To distinguish rows and columns, for example ('4', 4) and (4, '4').

• Why won't this work? Even though for such a small board this doesn't matter that much - just want to explore different options.

``````class Solution(object):
def isValidSudoku(self, board):
seen = set()
for i, row in enumerate(board):
for j, c in enumerate(row):
if c != '.':
comb = (c,j),(i,c),(i/3,j/3,c)
if comb in seen: return False
return True``````

• Well you can't find duplicates if you completely specify exactly one cell with your triple. You need to instead check the three things separately.

• But in

``````return len(set(seen)) == len(seen)
``````

why do we treat triple of triples as whole?

• Don't know what you mean, neither of us is using a triple of triples. What I use a a list of things like "7 in row 3". And what you're using is things like "7 in row 3 in column 6".

• I suggest you test both of our solutions on an example and compare what we have in our `seen`.

• Sorry I meant tuple of triples. I'll do a test then! Thanks for your time

• For solution 2, why not only use list comprehension? It's more readable.

``````def isValidSudoku(self, board):
seen=[x for i, row in enumerate(board)
for j, c in enumerate(row)
if c!='.'
for x in ((c,i),(j,c),(i/3,j/3,c))]
return len(seen)==len(set(seen))``````

• Hmm, I don't remember. Maybe because mine was slightly shorter, or it was one of those cases where I do unusual things just to showcase them. I agree yours is more readable. I think many people don't even know that `sum` has a second parameter.

• Thanks very much for your sharing! I do love your pythonic code and learn a lot every time!

• The "+ [1]" trick of Solution-1 needs a bit of change for python3

max(list(collections.Counter(...)) + [1])

• This post is deleted!

• Add one regex solution, but much uglier ...

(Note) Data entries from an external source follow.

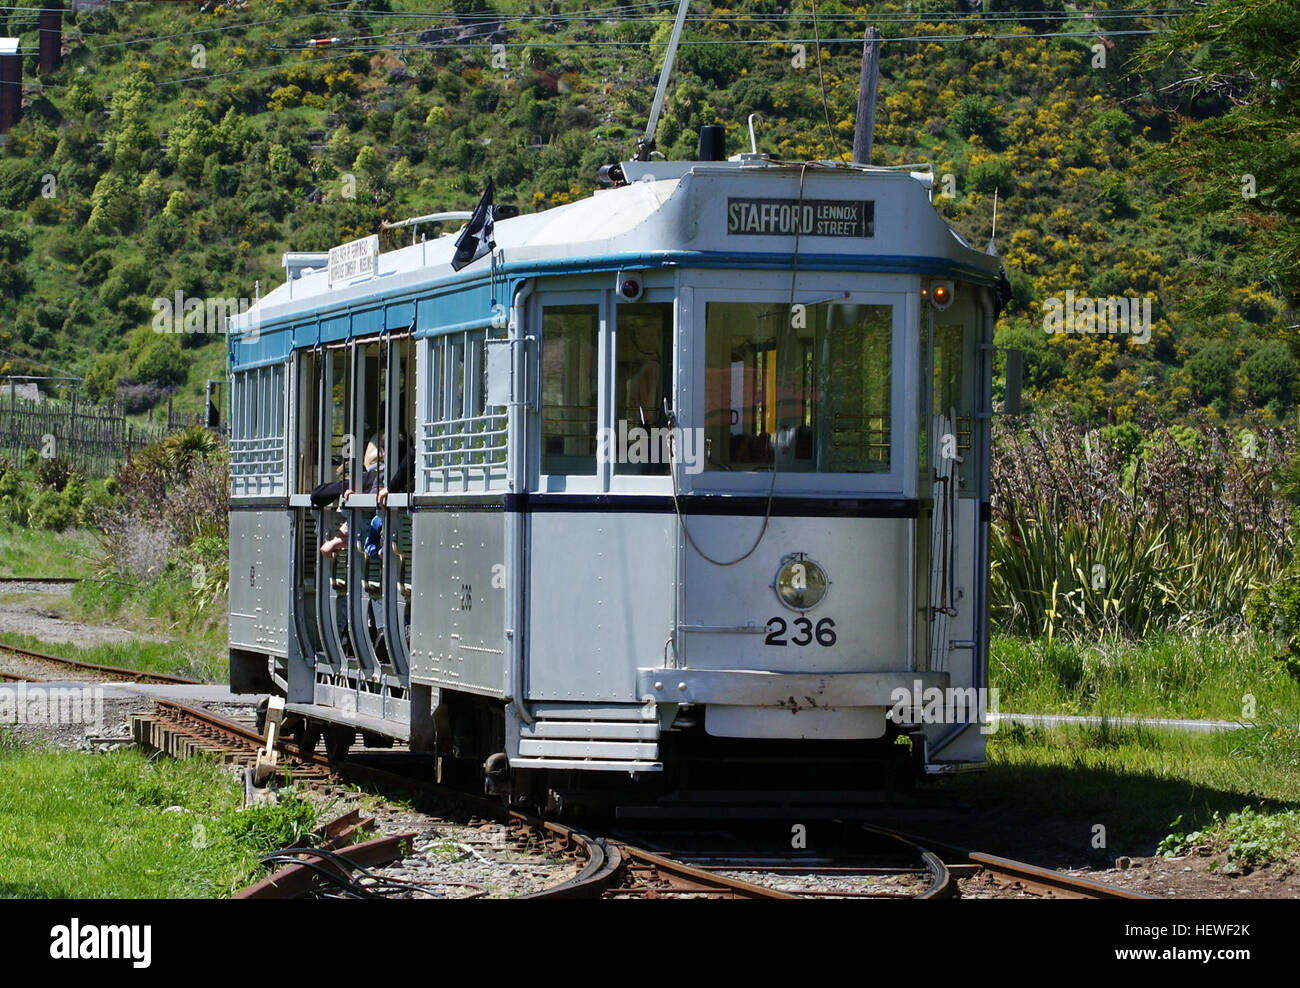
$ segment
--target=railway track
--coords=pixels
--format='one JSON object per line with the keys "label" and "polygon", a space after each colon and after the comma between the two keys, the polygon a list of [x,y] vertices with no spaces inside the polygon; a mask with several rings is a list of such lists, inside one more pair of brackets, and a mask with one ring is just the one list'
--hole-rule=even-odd
{"label": "railway track", "polygon": [[[872,829],[872,828],[867,828]],[[906,836],[906,835],[897,835]],[[1053,899],[1154,899],[1156,896],[1131,889],[1108,885],[1084,875],[1067,875],[1038,865],[1014,861],[996,854],[985,854],[967,847],[933,840],[928,837],[908,837],[909,840],[922,841],[936,849],[948,860],[959,860],[977,869],[976,874],[985,874],[992,881],[1025,892]]]}
{"label": "railway track", "polygon": [[[191,704],[154,702],[152,713],[131,718],[132,737],[138,744],[179,758],[207,753],[239,765],[253,764],[262,745],[253,726]],[[509,840],[518,848],[564,859],[576,869],[572,877],[524,898],[940,899],[960,897],[959,883],[974,878],[1009,893],[1041,898],[1151,898],[1089,878],[869,825],[861,825],[862,847],[854,847],[844,858],[812,862],[788,855],[736,859],[691,850],[649,849],[641,846],[652,843],[642,839],[649,835],[602,836],[356,758],[331,764],[314,752],[304,756],[292,741],[282,741],[278,747],[286,756],[285,772],[292,779],[336,777],[380,791],[427,796],[443,810],[504,824]],[[390,840],[363,854],[382,858],[396,848]],[[302,854],[310,859],[312,852]],[[284,860],[280,863],[292,867]],[[324,881],[322,868],[343,869],[331,881],[341,881],[339,876],[346,872],[346,865],[326,855],[324,860],[303,863],[287,880],[263,880],[255,894],[244,897],[293,897],[319,891]],[[780,887],[781,880],[790,878],[805,880],[805,886]],[[845,878],[858,884],[845,888]],[[839,882],[838,887],[827,887],[832,880]]]}
{"label": "railway track", "polygon": [[[133,683],[173,683],[184,685],[198,685],[197,679],[186,679],[184,676],[171,676],[162,672],[144,672],[140,669],[123,669],[120,666],[106,666],[98,662],[80,662],[76,659],[65,659],[60,655],[50,655],[47,652],[36,652],[30,648],[20,648],[17,645],[5,645],[0,643],[0,652],[10,655],[17,655],[22,659],[36,664],[53,666],[56,669],[68,669],[74,673],[91,674],[103,677],[104,681],[133,682]],[[43,683],[51,682],[47,676],[29,676],[24,672],[15,672],[12,670],[0,670],[0,680],[8,682],[24,683]]]}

``````def isValidSudoku(self, board):
return all(map(lambda bulk: re.match(r'(?:([1-9])(?!.*\1))*\$', ''.join(bulk).replace('.', '')),
board + zip(*board) + [[board[i][j]
for i in range(m, m+3) for j in range(n, n+3)]
for m in range(0, 9, 3) for n in range(0, 9, 3)]))``````

• @StefanPochmann Interesting, would adding tuples like "seen += (c,j),(i,c),(i/3,j/3,c)" be equivalent to?:

``````seen.append((c,j))
seen.append((i,c))
seen.append((i/3,j/3,c))``````

• @StefanPochmann
Hi Stefan, thank you for the solutions. I am new to coding, tried to understand your 'solution 2' for 20 minutes, still have the question:
In the solution, `seen` is a list of "tuple lists" each holding three tuples containing value of the element in association to its location, for each non-empty element. When an element with a repeated value (in a row, column or 1/3 square) is added to the list, I don't see how `len(seen) == len(set(seen))` would return `false`.
Hope you can explain it to me, thank you very much.

• `seen` is a list of "tuple lists"

No, it's just a flat list of tuples. Apparently you overlooked the `sum`. I suggest you also test code, not just read it.